Fortunately, the news is not all bad. Service deaths due to accidents are decreasing, due primarily to fewer people on active duty and, apparently, improved safety programs. Because the Pentagon no longer provides detailed lists of the causes of accidents in the services, it is impossible to say precisely why the rate has declined significantly since 1980.

Aviation safety has been improving steadily. Until the sudden, inexplicable loss of four aircraft in one week in September, the Air Force had been enjoying a banner year with a record low of only 54 major accidents since Oct. 1, 1996. Only 30 years ago, military aircraft accident rates were calculated in terms of accidents per 10,000 hours of flight time. The safety goal then was two accidents per 10,000 hours and it is now two per 100,000 hours, a tenfold improvement in safety.
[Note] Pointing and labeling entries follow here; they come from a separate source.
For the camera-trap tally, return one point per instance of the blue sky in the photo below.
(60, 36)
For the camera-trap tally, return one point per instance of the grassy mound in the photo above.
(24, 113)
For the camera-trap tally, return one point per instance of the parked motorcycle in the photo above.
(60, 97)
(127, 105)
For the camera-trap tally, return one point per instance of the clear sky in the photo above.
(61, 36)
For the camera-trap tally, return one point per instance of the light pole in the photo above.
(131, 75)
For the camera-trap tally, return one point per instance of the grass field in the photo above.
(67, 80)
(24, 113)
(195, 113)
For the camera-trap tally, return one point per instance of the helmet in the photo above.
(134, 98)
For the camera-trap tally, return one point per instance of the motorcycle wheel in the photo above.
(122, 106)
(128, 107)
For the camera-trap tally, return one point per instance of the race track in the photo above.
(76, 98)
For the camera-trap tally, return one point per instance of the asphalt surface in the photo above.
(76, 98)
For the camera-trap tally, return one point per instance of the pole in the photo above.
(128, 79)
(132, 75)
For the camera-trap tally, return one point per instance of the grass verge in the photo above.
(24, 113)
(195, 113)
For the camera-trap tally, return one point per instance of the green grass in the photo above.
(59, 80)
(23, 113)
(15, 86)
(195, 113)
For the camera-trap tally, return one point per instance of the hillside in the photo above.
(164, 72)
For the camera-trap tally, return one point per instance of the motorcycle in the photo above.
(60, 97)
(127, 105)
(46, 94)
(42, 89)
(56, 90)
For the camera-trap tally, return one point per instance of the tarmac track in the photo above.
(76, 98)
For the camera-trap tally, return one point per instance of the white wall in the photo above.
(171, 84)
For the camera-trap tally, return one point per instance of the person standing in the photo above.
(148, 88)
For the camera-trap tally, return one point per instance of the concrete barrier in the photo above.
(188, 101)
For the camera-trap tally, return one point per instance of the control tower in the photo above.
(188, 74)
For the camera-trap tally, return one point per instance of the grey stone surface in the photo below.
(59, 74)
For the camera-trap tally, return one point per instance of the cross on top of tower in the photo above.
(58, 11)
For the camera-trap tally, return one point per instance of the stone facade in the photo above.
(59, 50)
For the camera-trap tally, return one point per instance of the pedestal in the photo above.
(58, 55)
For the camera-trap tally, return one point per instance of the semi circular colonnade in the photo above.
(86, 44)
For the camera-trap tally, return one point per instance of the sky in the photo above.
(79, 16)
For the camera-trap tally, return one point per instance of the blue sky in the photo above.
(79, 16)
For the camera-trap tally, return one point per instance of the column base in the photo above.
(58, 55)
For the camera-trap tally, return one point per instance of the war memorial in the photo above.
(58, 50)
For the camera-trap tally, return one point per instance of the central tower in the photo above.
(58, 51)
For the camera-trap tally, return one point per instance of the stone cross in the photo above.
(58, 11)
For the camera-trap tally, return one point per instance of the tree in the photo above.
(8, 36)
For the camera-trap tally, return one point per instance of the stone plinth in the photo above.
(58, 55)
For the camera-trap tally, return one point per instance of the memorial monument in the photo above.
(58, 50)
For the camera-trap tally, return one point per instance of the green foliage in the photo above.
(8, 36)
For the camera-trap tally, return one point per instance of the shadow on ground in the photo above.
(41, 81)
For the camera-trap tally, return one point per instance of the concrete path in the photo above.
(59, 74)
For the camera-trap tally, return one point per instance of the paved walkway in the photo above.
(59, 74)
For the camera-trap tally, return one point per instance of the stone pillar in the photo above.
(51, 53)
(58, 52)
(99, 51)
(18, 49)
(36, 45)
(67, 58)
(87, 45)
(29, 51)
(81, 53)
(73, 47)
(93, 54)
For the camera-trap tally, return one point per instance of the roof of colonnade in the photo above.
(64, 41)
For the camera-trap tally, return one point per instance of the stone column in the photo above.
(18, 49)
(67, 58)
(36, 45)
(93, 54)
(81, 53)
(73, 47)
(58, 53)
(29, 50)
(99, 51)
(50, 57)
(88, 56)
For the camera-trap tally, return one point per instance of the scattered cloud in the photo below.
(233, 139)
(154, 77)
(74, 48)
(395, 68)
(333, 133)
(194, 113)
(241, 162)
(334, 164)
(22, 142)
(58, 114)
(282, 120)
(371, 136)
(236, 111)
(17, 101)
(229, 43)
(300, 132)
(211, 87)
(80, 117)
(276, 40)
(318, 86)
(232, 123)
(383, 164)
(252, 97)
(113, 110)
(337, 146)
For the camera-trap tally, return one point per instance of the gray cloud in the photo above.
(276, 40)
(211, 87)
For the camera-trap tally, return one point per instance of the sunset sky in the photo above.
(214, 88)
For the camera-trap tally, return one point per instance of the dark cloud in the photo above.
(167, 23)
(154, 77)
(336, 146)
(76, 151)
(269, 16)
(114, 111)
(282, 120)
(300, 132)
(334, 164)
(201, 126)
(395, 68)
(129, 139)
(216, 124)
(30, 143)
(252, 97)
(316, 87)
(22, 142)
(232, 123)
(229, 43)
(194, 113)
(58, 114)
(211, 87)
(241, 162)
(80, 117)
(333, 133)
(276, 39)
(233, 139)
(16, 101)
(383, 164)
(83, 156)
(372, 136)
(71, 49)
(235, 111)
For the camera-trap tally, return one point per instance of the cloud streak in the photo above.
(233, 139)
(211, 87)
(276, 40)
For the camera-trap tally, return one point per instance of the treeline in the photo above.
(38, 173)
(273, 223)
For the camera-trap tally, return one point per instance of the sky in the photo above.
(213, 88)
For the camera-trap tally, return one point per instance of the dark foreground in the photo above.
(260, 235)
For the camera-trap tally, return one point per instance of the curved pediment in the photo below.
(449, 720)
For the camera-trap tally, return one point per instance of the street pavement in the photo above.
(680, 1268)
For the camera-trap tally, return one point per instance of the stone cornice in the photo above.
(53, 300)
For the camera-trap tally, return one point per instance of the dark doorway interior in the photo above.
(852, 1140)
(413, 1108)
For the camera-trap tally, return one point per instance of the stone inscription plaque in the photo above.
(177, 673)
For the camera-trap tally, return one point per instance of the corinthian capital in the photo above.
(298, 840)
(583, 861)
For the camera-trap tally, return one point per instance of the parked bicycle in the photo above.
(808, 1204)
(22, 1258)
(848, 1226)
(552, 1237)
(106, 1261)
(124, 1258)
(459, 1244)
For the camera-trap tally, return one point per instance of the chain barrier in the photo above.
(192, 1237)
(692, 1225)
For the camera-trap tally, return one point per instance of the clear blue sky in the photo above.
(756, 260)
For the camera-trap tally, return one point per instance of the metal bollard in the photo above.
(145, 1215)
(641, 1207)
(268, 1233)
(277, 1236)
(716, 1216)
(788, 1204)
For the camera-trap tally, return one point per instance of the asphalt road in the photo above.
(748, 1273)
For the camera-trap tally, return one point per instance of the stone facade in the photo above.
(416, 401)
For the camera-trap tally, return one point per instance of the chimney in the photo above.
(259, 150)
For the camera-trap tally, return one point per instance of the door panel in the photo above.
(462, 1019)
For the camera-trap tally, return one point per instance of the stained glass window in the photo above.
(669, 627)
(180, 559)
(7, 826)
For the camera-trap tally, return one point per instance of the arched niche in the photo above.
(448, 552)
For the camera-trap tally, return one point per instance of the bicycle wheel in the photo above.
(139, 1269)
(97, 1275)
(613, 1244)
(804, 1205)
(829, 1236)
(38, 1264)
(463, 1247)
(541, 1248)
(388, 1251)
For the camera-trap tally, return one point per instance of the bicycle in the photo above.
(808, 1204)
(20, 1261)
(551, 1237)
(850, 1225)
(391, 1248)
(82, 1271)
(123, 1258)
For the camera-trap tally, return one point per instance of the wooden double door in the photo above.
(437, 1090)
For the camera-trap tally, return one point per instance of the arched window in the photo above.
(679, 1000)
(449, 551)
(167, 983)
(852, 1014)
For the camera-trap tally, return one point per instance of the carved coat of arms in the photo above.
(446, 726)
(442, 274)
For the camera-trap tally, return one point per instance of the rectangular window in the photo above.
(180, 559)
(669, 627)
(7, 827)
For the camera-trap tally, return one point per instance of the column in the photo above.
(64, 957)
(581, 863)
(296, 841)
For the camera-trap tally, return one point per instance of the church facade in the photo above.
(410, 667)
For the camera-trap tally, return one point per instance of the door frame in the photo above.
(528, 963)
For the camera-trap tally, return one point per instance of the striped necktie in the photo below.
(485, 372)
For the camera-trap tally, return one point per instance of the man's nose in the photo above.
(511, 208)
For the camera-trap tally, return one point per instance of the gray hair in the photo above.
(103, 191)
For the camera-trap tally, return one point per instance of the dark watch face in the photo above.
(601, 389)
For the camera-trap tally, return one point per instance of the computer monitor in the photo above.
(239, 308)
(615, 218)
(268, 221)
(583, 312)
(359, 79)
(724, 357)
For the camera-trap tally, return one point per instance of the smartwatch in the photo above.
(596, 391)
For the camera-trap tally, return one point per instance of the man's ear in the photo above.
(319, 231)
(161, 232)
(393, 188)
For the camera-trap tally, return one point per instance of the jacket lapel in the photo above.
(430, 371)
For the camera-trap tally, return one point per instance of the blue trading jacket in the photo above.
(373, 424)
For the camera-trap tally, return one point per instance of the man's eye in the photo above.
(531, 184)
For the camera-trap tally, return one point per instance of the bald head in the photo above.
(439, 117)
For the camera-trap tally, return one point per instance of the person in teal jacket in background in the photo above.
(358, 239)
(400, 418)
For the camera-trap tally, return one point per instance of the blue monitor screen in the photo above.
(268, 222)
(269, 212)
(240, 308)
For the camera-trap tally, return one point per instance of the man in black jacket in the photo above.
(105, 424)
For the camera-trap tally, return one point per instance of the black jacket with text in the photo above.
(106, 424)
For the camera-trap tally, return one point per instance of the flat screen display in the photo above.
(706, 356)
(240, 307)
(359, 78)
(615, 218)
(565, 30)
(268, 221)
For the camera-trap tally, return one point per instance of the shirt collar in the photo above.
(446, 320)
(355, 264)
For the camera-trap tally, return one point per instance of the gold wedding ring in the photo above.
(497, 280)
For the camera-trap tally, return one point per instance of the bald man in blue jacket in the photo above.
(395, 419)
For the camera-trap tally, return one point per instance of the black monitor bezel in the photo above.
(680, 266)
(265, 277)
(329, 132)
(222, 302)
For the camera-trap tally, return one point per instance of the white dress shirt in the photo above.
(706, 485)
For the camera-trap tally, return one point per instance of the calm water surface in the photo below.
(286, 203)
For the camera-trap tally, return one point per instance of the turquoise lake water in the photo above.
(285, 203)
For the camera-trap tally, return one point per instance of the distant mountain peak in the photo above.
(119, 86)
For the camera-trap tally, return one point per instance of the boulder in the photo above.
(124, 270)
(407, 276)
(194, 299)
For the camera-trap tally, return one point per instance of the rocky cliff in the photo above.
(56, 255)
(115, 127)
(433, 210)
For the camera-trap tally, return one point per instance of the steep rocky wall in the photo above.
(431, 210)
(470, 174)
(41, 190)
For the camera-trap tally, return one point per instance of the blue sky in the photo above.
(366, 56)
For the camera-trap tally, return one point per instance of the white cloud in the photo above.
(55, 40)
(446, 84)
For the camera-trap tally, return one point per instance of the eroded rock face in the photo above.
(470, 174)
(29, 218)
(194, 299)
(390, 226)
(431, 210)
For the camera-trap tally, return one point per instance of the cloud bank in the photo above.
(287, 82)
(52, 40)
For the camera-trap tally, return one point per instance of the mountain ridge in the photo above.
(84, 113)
However it has been achieved, the services now suffer far fewer losses due to accidents. In 1996, there were only 511 accidental deaths, 63 homicides and 198 suicides, a total of 772 violent, noncombat-related deaths compared to the 18-year average of 1,350.

Advertisement

While such improvement is welcome, it remains a high price to pay to maintain global military forces in readiness to fight two regional conflicts simultaneously. Nevertheless, this is the official military strategy of the United States, and it requires our service men and women to engage in innately perilous actions where accidents are inevitable. Just as the nation is willing to invest $270 billion during 1998 in preparations for war, we must face the fact that America also is investing the lives and well-being of our service members in the same effort. This recent shocking series of aircraft accidents is another sober reminder that too many of them will be called on to pay far more than money.